In 2018 I received a tear-jerking vision for Armonk’s future during a meditation session. I saw the possibility of: flourishing individuals, families, and community. Children coming alive, discovering their authentic passions, bringing their fullest expression forward, cultivating healthy lifestyles. Beautiful threads of love and healing, weaving the fabric of our social relationships into a beautiful tapestry. Joyful, educational, and supportive interactions between neighbors, generations, and unlikely friends. Group therapy for those wounded by the common thread of pressure of expectation to conform to a narrow life path and identity. Excess resources flowing naturally to the areas of greatest need. Courageous gestures of resistance and care amongst those in positions of power. A shared motivation to leave Armonk better than we found it. The potential of Armonk as a role model for upper class achievement communities.
Utopian fantasy, or within reach and worth orienting towards? What is the role for a resourced, elite-adjacent (2%?) community like Armonk in the transition from here to there? I’m encouraged by initiatives like the Byram Hills Challenge Success program to center student wellbeing, and the Buy Nothing community on Facebook to promote sharing economy principles. I believe our religious institutions have a significant role here, with time tested wisdom that holds clues to the big questions, including how to build resilience. And I believe in every person. Any citizen can step into leadership now. We can choose what happens next. We vote everyday for the town we want with our words, dollars, choices and ideas. What would a Renaissance of civic engagement look like? What do you perceive is imbalanced in Armonk? What are you positioned to change? What is your unique perspective that gives birth to your unique gift?

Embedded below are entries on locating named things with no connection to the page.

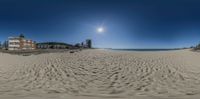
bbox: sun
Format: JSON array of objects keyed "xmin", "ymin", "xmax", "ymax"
[{"xmin": 97, "ymin": 27, "xmax": 104, "ymax": 33}]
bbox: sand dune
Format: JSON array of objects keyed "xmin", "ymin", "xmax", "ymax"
[{"xmin": 0, "ymin": 50, "xmax": 200, "ymax": 99}]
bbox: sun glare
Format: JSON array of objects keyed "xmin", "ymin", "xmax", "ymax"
[{"xmin": 97, "ymin": 27, "xmax": 104, "ymax": 33}]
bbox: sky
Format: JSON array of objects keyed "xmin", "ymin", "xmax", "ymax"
[{"xmin": 0, "ymin": 0, "xmax": 200, "ymax": 48}]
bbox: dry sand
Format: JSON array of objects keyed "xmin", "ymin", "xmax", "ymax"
[{"xmin": 0, "ymin": 50, "xmax": 200, "ymax": 99}]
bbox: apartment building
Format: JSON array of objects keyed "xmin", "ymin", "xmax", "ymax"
[{"xmin": 8, "ymin": 35, "xmax": 36, "ymax": 50}]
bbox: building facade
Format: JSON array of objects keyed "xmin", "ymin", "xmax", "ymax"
[
  {"xmin": 8, "ymin": 36, "xmax": 36, "ymax": 50},
  {"xmin": 36, "ymin": 42, "xmax": 72, "ymax": 49}
]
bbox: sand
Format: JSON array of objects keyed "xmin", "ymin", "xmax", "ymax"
[{"xmin": 0, "ymin": 49, "xmax": 200, "ymax": 99}]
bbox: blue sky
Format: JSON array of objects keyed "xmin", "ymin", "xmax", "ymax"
[{"xmin": 0, "ymin": 0, "xmax": 200, "ymax": 48}]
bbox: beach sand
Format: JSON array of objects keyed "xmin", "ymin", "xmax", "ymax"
[{"xmin": 0, "ymin": 49, "xmax": 200, "ymax": 99}]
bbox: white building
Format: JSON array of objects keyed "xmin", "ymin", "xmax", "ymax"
[{"xmin": 8, "ymin": 36, "xmax": 36, "ymax": 50}]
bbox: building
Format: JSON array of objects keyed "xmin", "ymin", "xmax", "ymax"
[
  {"xmin": 37, "ymin": 42, "xmax": 72, "ymax": 49},
  {"xmin": 8, "ymin": 34, "xmax": 36, "ymax": 50}
]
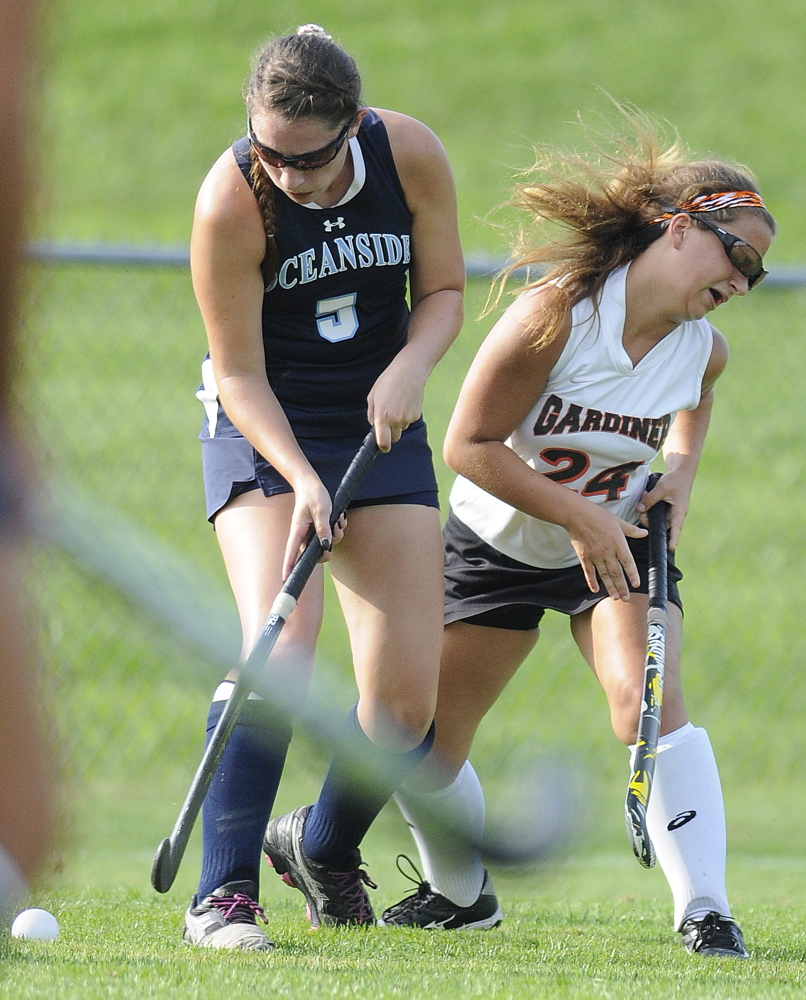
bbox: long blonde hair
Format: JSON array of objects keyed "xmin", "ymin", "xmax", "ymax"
[{"xmin": 486, "ymin": 102, "xmax": 775, "ymax": 347}]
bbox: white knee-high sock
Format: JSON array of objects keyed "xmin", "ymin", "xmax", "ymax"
[
  {"xmin": 636, "ymin": 722, "xmax": 731, "ymax": 930},
  {"xmin": 395, "ymin": 761, "xmax": 484, "ymax": 906}
]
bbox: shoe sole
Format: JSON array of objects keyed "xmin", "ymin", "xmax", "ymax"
[
  {"xmin": 263, "ymin": 823, "xmax": 322, "ymax": 930},
  {"xmin": 378, "ymin": 906, "xmax": 504, "ymax": 931}
]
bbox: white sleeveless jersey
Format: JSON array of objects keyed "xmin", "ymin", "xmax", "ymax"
[{"xmin": 450, "ymin": 265, "xmax": 713, "ymax": 569}]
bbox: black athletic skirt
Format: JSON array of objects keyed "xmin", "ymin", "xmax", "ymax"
[
  {"xmin": 199, "ymin": 408, "xmax": 439, "ymax": 521},
  {"xmin": 443, "ymin": 511, "xmax": 683, "ymax": 631}
]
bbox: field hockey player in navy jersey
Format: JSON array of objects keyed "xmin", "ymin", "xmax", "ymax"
[
  {"xmin": 382, "ymin": 105, "xmax": 775, "ymax": 958},
  {"xmin": 184, "ymin": 19, "xmax": 464, "ymax": 950}
]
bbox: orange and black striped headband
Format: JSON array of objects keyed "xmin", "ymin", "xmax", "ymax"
[{"xmin": 649, "ymin": 191, "xmax": 767, "ymax": 225}]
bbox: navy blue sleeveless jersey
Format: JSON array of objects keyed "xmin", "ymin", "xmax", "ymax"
[
  {"xmin": 233, "ymin": 111, "xmax": 411, "ymax": 438},
  {"xmin": 197, "ymin": 111, "xmax": 439, "ymax": 521}
]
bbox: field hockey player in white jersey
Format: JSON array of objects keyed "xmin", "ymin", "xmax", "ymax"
[
  {"xmin": 382, "ymin": 105, "xmax": 775, "ymax": 958},
  {"xmin": 184, "ymin": 25, "xmax": 464, "ymax": 951}
]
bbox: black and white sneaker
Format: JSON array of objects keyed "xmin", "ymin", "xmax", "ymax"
[
  {"xmin": 378, "ymin": 854, "xmax": 504, "ymax": 931},
  {"xmin": 182, "ymin": 881, "xmax": 274, "ymax": 951},
  {"xmin": 680, "ymin": 910, "xmax": 750, "ymax": 958},
  {"xmin": 263, "ymin": 806, "xmax": 378, "ymax": 927}
]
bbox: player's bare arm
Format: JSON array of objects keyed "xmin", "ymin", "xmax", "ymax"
[
  {"xmin": 445, "ymin": 288, "xmax": 646, "ymax": 600},
  {"xmin": 368, "ymin": 111, "xmax": 465, "ymax": 450},
  {"xmin": 638, "ymin": 327, "xmax": 728, "ymax": 549},
  {"xmin": 190, "ymin": 150, "xmax": 332, "ymax": 568}
]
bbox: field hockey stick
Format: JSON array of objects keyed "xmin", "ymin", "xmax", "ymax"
[
  {"xmin": 624, "ymin": 473, "xmax": 669, "ymax": 868},
  {"xmin": 151, "ymin": 431, "xmax": 378, "ymax": 892},
  {"xmin": 38, "ymin": 444, "xmax": 585, "ymax": 866}
]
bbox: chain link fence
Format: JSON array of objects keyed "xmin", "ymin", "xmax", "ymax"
[{"xmin": 18, "ymin": 248, "xmax": 806, "ymax": 800}]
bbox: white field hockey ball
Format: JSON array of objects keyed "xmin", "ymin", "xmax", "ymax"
[{"xmin": 11, "ymin": 907, "xmax": 59, "ymax": 941}]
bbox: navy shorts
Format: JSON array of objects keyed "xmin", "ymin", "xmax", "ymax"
[
  {"xmin": 442, "ymin": 511, "xmax": 683, "ymax": 631},
  {"xmin": 199, "ymin": 410, "xmax": 439, "ymax": 521}
]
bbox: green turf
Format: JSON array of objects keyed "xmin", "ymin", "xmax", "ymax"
[{"xmin": 9, "ymin": 0, "xmax": 806, "ymax": 1000}]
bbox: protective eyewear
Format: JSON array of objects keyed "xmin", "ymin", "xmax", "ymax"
[
  {"xmin": 246, "ymin": 118, "xmax": 353, "ymax": 170},
  {"xmin": 684, "ymin": 212, "xmax": 769, "ymax": 288}
]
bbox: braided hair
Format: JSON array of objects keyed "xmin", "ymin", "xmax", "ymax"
[{"xmin": 244, "ymin": 24, "xmax": 361, "ymax": 285}]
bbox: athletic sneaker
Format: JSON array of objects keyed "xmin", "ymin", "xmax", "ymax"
[
  {"xmin": 263, "ymin": 806, "xmax": 378, "ymax": 927},
  {"xmin": 182, "ymin": 881, "xmax": 274, "ymax": 951},
  {"xmin": 378, "ymin": 854, "xmax": 504, "ymax": 931},
  {"xmin": 680, "ymin": 910, "xmax": 750, "ymax": 958}
]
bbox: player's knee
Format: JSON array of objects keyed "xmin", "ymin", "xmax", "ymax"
[
  {"xmin": 360, "ymin": 698, "xmax": 436, "ymax": 752},
  {"xmin": 608, "ymin": 681, "xmax": 643, "ymax": 746}
]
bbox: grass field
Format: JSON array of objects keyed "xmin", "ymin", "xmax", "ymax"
[{"xmin": 6, "ymin": 0, "xmax": 806, "ymax": 1000}]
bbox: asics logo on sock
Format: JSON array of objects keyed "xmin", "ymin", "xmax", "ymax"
[{"xmin": 666, "ymin": 809, "xmax": 697, "ymax": 830}]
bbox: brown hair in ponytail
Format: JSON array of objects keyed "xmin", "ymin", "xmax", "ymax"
[
  {"xmin": 489, "ymin": 102, "xmax": 775, "ymax": 346},
  {"xmin": 244, "ymin": 24, "xmax": 361, "ymax": 285}
]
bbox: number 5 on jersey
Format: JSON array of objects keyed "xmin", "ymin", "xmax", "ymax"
[{"xmin": 316, "ymin": 292, "xmax": 358, "ymax": 344}]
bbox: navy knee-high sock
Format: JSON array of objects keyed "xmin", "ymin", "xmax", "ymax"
[
  {"xmin": 303, "ymin": 708, "xmax": 434, "ymax": 869},
  {"xmin": 198, "ymin": 698, "xmax": 291, "ymax": 900}
]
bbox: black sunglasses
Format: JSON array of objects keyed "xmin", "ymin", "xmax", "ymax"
[
  {"xmin": 246, "ymin": 118, "xmax": 353, "ymax": 170},
  {"xmin": 684, "ymin": 212, "xmax": 769, "ymax": 288}
]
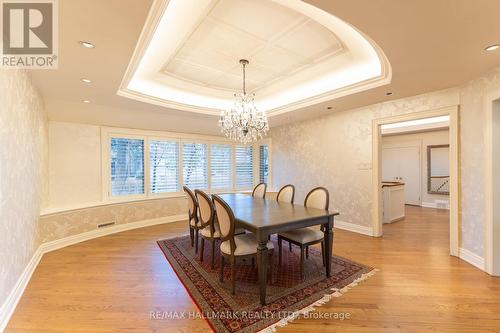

What if all the achieving and wealth accumulation was in service of freeing up time so that we might focus on cultivating resilience, healing, self and community actualization of the next generation? I hope that children who have such a large safety net(s) may be fully supported in becoming artists, activists, healers and roles of service we can’t even imagine. That one of the primary goals of Armonk be to identify their true gifts, and help them bring them into the world in a good way.
Many in Armonk have the privilege to think about these bigger questions, take risks, rest and play and create. Let’s play with the levers to balance things out: less virtue signaling, more vulnerability. Less wealth, more health. Less mundane, more sacred. Less consumption, more creativity. Less avoiding pain, more attaining joy. Less external power, more internal strength. Less speed, more depth. Less security, more choice.
At the end of the day, there’s no perfect town. There are no easy answers here. Armonk is a mixed blessing for many. Perhaps this is our unique paradox to wrestle with: how to create the best life for ourselves and the next generation, without crushing them, atrophying resilience, and harming people or planet. Maybe it’s one we’ve been wrestling with since time immemorial.